Kim déguerpit rapidement une fois le portail de l'établissement passé et je n'eus même pas le temps de lui rappeler qu'on pouvait déjeuner ensemble ce midi.

Un peu plus loin, en arrivant en classe, Minho me sauta dessus en chantonnant, d'une voix franchement instable, un Happy Birthday mal articulé tandis que Wooji se contenta d'une simple salutation sans s'étendre. Évidemment, l'indiscrétion du plus grand d'entre nous entraîna la fuite d'une information que j'aurais souhaité conserver secrète pour la journée. J'essuyais péniblement, pendant dix minutes, les messages de bon anniversaire de la part de mes camarades de classe.

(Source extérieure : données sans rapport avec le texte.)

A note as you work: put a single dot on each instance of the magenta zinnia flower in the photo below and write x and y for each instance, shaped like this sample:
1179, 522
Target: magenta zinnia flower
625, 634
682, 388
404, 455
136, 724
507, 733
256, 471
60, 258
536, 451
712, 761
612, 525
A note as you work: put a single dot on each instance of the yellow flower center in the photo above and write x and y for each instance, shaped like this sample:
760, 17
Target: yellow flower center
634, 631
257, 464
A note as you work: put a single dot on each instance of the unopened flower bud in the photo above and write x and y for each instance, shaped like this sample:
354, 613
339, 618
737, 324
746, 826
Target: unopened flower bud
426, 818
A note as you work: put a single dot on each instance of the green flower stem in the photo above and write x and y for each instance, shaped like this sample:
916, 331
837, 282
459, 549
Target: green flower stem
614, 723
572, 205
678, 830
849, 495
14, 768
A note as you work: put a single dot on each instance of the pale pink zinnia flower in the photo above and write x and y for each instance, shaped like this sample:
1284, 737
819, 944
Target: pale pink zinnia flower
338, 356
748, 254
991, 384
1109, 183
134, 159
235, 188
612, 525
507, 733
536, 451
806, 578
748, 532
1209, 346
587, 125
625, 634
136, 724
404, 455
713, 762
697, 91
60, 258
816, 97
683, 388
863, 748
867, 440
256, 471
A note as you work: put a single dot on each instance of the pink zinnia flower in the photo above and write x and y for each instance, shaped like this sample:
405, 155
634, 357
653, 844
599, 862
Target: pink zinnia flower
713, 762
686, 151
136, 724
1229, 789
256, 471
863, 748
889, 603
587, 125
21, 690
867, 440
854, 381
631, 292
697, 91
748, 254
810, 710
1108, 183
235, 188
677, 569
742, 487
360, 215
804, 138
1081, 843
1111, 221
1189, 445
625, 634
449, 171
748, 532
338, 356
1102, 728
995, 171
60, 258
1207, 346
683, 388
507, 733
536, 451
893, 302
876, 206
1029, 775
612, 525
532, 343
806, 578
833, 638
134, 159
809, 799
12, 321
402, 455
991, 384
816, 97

-La majorité, mec ! s'enflammait Minho. Tu te rends compte de tout ce que tu vas pouvoir faire ?

-Il parle de porno, me précisa Jaehyo platement.

-J'avais compris, hasardai-je.

-Je te rappelle que la majorité c'est aussi le droit de vote et le permis de conduire, argua Wooji.

-Yoongi, tu vas pouvoir emmener ta petite amie en rencard en voiture ! scanda le plus grand du lot sans écouter ce que son ami lui disait.

Il était véritablement sur une autre planète.

-Quand je pense qu'il faut encore que j'attende l'année prochain avec la mienne....

-Tu comptes faire quelque chose ? interrogea le plus petit de la bande.

-Pas vraiment...

-Hoseok n'est pas encore arrivé, je crois, supposa Jaehyo, sinon il aurait déboulé pour faire une chorale avec Minho et te chanter ça toute la journée...

Je m'arrachai un sourire tandis qu'ils filaient à leur place alors que la matinée de cours débutait par l'entrée de notre professeur principal.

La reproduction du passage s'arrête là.